Women who like to show off feel the cold less, study finds


You may also like this partner content (after the ad)

We have all already met women who, anxious to look their best, prefer to do without a big sweater or a jacket , even when it’s cold — exposing outfits that are more elegant or show them off more physically. However, these women often do not seem to shiver from the cold once outside. A team of psychologists from the University of South Florida took an interest in this phenomenon: according to them, self-objectification allows these people to inhibit the feeling of cold.

The mechanism of self-objectification — a theory of social psychology developed by Barbara Fredrickson and Tomi-Ann Roberts in 1997 — designates the fact of perceiving one’s body through the gaze of others. This self-objectification has been shown to cause some women to constantly control their appearance down to the smallest detail, in an effort to match the demands of society. Women thus lose awareness of their body, in the sense that they evaluate it according to an external point of view (and not their own view of themselves); these people see themselves as objects of desire in a way.

In a new study, Roxanne N. Felig, a specialist in social psychology, and her colleagues , show that this mechanism could explain the phenomenon often observed where women wearing few clothes during night outings, or in winter, seem not to be bothered by the cold: self-objectification would be an inhibitor of the feeling of cold. These women shy away from warmer, more covering clothes because they flatter them less, or simply don’t match their outfit. “ This corresponds to historical norms of female appearance that prioritize beauty over comfort

”, underlines the psychologist in an article of PsyPost.

When the appearance prevails over any other sensation

If the corsets of the Victorian era are fortunately no longer in fashion, the heels tops and cosmetic surgery are other revealing examples of the prevalence of appearance over comfort, notes the specialist. Previous research on self-objectification had already highlighted the fact that this attitude induces less attention towards certain bodily processes; in particular, it has been associated with a lower perception of the feeling of hunger. According to the researchers, this is explained by the fact that all attention is constantly focused on appearance and the desire to please, leaving little room for the rest.

Felig and his colleagues sought to determine whether self-objectification could have the same effect on the feeling of cold.

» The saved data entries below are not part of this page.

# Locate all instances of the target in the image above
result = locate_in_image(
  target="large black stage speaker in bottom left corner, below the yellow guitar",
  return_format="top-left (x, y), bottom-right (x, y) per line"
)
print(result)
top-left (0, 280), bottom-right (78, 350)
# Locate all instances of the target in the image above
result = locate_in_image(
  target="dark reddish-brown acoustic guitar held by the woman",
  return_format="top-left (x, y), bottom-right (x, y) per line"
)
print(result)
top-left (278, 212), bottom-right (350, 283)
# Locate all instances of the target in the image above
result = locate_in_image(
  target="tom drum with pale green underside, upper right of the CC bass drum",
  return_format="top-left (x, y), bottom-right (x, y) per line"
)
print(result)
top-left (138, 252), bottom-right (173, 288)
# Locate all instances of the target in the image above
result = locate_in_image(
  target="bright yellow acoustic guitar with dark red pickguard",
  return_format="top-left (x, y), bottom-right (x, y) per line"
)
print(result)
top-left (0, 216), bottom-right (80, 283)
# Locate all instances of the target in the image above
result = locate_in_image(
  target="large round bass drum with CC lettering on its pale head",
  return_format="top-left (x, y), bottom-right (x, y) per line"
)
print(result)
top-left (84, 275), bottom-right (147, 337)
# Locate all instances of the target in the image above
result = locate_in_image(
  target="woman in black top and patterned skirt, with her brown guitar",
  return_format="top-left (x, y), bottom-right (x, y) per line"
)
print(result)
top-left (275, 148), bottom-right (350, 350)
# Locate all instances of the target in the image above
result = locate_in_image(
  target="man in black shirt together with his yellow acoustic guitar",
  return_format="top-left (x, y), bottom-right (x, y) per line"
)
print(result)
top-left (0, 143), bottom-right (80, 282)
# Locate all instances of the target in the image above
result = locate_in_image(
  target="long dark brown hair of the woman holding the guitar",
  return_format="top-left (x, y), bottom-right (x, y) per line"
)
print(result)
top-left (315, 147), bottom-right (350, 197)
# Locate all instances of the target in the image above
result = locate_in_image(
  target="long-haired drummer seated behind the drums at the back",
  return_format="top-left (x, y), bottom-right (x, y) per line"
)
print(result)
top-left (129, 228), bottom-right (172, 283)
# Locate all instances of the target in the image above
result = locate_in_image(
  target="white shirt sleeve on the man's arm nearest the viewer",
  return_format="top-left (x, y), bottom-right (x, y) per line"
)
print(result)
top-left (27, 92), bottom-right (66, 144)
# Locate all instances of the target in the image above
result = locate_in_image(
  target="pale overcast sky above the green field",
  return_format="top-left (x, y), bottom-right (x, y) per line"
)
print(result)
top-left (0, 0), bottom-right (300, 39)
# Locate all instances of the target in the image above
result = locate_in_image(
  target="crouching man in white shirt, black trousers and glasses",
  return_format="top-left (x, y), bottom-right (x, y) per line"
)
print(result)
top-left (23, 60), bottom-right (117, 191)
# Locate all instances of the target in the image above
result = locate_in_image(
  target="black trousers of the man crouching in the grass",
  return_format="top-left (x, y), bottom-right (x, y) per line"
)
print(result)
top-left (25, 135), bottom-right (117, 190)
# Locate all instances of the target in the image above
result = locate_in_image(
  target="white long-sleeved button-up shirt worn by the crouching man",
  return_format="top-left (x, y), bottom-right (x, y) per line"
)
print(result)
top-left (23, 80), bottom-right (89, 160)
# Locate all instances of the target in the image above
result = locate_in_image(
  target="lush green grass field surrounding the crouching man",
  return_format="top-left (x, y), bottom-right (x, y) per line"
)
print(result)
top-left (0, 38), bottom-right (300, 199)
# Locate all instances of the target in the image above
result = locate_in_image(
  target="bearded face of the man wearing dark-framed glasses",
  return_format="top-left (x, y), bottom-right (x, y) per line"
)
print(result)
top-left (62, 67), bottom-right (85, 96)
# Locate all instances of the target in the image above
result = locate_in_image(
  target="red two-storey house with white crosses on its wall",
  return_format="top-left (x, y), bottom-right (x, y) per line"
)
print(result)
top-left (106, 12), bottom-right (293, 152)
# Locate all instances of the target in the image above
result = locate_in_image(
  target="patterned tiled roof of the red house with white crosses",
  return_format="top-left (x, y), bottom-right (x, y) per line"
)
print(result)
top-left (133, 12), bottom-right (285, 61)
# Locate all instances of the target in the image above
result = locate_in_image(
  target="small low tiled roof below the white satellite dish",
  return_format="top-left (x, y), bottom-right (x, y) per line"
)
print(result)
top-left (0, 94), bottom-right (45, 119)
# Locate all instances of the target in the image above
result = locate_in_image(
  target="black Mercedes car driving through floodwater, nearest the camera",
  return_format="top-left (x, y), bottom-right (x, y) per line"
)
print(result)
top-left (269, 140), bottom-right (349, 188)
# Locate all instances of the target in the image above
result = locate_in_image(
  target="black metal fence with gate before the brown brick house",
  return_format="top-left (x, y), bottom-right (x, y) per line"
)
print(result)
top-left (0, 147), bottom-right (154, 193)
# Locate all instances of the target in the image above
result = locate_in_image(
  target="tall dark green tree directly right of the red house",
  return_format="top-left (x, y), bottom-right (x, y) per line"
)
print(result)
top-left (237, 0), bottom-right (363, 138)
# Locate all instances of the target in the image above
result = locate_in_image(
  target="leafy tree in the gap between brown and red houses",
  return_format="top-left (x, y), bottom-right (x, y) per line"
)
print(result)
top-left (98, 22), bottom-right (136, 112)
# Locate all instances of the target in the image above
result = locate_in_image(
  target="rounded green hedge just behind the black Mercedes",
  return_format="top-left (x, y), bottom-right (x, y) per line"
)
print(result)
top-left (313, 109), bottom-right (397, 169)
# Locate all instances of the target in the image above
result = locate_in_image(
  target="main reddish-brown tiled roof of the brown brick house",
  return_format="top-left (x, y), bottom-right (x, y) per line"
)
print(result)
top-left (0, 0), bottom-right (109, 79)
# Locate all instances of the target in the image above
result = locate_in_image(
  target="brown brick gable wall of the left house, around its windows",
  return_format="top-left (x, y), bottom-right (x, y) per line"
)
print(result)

So they interviewed women (224 in total) outside nightclubs and bars, assessed their level of self-objectification, then asked participants to indicate how cold they felt. The study was conducted over several nights in February; the temperatures then varied between 7°C and 14°C. The researchers also took pictures of the outfit the participants were wearing and then coded them according to the amount of skin exposed.

The hypothesis was confirmed: the results showed that self-objectification clearly influenced the feeling of cold. “ Women with a low level of self-objectification showed a positive and intuitive relationship between skin exposure and perceptions of cold, but women who were more focused on their appearance were not colder when they wore less clothing”, summarize the researchers in the British Journal of Social Psychology. It should be noted that these results were maintained after taking into account the number of drinks consumed, the degree of intoxication felt, the age and the BMI of the participants. This study thus confirms the relationship between self-objectification and awareness of bodily sensations.

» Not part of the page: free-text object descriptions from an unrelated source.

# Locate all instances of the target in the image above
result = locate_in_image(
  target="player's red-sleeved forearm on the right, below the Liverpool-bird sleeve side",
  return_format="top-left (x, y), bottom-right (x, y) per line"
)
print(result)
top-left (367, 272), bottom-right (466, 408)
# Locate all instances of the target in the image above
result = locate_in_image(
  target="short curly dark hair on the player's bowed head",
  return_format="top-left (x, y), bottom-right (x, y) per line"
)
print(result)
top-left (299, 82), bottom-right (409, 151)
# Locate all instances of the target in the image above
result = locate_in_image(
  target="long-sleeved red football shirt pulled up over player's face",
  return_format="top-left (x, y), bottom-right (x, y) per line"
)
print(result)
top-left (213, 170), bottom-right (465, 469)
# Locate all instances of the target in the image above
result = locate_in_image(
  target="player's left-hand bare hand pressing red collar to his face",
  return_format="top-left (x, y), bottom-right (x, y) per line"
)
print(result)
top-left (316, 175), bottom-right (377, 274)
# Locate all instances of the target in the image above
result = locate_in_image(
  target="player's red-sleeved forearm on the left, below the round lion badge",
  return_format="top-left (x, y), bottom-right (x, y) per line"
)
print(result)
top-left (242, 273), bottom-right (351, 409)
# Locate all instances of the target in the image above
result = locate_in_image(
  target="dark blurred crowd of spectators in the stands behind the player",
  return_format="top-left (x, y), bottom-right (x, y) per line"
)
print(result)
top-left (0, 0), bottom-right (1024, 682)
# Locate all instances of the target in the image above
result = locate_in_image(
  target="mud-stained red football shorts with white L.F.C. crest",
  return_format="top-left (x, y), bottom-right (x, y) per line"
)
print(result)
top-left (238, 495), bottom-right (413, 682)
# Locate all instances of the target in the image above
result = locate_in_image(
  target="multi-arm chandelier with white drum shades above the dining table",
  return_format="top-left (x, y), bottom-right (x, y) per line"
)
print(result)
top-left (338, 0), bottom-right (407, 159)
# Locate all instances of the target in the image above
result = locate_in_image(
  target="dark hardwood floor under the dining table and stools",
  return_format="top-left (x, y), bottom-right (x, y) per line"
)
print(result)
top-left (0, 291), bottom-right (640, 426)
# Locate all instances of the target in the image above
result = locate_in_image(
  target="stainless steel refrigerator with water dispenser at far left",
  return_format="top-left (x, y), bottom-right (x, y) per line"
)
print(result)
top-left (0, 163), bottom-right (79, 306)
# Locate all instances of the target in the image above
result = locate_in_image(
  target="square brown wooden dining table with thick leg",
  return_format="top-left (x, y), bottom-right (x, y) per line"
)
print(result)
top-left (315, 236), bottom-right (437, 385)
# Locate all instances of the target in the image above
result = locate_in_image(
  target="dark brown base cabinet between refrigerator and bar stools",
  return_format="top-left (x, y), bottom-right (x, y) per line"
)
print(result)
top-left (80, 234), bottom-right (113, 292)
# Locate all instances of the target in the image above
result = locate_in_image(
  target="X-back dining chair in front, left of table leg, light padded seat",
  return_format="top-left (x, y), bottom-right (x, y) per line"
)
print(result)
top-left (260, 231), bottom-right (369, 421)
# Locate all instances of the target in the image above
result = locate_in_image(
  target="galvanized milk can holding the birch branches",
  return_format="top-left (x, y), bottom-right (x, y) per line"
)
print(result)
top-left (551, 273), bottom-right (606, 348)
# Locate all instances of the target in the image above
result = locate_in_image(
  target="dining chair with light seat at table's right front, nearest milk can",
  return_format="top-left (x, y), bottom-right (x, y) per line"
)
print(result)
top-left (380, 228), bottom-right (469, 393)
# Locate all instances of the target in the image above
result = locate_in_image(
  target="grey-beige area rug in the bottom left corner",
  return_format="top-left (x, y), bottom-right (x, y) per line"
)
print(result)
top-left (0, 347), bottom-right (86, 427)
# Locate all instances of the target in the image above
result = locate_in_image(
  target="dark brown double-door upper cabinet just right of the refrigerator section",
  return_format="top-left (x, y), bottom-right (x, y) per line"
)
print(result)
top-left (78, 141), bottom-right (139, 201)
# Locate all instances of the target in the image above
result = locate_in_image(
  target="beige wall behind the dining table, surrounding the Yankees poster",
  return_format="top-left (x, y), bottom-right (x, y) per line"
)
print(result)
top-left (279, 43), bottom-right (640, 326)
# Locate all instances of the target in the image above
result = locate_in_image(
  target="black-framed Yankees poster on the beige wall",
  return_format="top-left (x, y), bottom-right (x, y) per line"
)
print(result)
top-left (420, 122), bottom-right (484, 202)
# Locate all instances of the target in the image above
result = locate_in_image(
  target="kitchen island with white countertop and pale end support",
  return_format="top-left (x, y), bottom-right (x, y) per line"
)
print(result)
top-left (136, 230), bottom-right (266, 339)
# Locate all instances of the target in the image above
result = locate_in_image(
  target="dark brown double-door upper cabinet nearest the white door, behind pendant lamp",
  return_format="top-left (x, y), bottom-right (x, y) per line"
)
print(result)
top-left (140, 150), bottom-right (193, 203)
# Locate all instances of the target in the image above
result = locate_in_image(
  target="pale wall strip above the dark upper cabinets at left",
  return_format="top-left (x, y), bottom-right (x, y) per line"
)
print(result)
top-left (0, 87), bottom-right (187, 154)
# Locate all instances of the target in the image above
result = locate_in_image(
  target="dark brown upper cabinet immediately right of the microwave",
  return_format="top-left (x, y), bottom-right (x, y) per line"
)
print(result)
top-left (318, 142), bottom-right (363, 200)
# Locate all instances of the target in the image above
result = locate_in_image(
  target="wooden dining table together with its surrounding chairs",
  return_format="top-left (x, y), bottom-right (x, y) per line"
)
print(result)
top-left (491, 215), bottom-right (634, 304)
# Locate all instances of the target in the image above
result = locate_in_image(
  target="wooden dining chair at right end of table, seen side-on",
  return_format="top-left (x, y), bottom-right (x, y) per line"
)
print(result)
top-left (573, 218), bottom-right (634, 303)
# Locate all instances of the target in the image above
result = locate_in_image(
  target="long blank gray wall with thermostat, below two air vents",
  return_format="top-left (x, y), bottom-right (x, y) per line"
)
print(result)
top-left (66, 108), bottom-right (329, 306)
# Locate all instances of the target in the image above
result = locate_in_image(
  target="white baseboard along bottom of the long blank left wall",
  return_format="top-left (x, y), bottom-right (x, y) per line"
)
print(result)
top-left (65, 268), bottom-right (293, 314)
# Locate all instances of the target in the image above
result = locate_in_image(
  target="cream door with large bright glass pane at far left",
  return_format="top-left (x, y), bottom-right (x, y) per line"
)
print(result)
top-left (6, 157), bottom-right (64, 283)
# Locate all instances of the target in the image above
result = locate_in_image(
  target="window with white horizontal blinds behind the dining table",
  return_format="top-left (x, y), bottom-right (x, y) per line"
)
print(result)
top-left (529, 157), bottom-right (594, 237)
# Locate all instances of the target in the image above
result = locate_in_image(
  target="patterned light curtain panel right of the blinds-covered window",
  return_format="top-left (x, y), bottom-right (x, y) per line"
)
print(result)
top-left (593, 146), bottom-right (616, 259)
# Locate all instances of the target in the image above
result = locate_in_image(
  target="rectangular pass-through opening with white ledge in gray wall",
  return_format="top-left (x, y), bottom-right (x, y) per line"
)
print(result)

Inhibition of sensations or self-persuasion?

PhD student Roxanne Felig is particularly interested in the psychological processes that affect women’s lives. Here she reveals a new mechanism, based on norms relating to appearance, which has a major impact on bodily sensations and which could potentially put women at risk.

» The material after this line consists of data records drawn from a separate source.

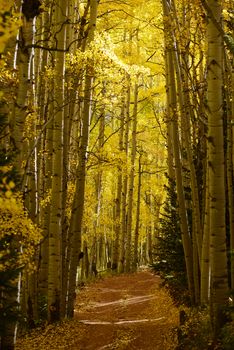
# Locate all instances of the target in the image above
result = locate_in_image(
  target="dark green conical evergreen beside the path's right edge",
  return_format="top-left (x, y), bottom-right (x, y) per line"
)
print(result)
top-left (151, 179), bottom-right (189, 303)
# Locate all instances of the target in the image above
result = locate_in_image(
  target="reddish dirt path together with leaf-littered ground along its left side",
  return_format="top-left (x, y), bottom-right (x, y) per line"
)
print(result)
top-left (16, 270), bottom-right (178, 350)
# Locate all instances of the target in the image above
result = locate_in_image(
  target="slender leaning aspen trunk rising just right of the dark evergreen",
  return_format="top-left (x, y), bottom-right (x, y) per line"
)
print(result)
top-left (170, 4), bottom-right (202, 303)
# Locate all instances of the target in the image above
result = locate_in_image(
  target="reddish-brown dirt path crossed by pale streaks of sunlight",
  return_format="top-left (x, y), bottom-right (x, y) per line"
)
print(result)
top-left (75, 271), bottom-right (178, 350)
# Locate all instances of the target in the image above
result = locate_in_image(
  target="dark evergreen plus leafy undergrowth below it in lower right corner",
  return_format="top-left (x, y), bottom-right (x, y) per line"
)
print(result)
top-left (150, 179), bottom-right (234, 350)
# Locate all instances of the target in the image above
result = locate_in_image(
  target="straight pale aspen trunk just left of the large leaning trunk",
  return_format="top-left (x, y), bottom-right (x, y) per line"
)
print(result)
top-left (48, 0), bottom-right (67, 322)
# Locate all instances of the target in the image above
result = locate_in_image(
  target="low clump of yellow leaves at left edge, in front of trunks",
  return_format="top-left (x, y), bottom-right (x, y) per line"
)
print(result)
top-left (0, 185), bottom-right (42, 271)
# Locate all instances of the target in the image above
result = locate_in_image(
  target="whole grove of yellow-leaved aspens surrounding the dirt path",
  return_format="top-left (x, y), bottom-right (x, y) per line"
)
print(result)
top-left (0, 0), bottom-right (234, 349)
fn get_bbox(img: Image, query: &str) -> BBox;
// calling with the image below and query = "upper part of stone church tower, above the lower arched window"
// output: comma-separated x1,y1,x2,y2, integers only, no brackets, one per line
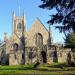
12,12,26,43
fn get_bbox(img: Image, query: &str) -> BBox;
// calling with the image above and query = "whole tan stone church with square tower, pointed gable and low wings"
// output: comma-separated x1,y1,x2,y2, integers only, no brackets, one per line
0,12,71,65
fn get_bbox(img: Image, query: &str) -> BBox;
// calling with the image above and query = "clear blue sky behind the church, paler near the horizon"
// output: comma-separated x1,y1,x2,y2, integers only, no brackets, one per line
0,0,64,43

Indeed, to the extent that women monitor their appearance, they increasingly disconnect from their own physical experiences and become more vulnerable: “ A person who is not aware of their body when they go to a nightclub may be less likely to recognize that they are intoxicated or to notice the physiological cues indicating that they have been fed a drink. drug

”, explains the specialist in PsyPost.

Disconnecting from their physical experiences in this way can also lead women to make other choices. clothing causing lasting and irreversible damage. For the researchers, it is not a question here of “suffering to be beautiful”. Self-objectification would make women truly numb to discomfort and unaware of the damage it inflicts on their bodies.

It is for example proven that wearing high heels increases the curvature of the back, which can lead to long-term lower back pain. They are also not recommended for people with osteoarthritis in the knees, as they require permanent flexion of these joints. Finally, high heels impose very poor foot support, favoring the appearance of pain, calluses and hallux valgus-type deformation. As for tight-fitting pants (slim or skinny type), they prevent the body from moving freely, impair blood circulation and promote the appearance of vaginal mycosis. Yet they are still as successful with female customers.

The team recognizes another possible explanation for its results: it could be that women who are self-objectifying are more motivated to affirm that they are not cold. “ When attention and energy are devoted to appearance, but at the cost of feeling uncomfortable, it could create cognitive dissonance ”, explain the researchers. Thus, to attenuate this contradiction, the women would adopt a more coherent attitude, persuading themselves here that they are not cold. Another study would be necessary, however, to distinguish this refusal to report the feeling of cold from a real inability to feel the cold.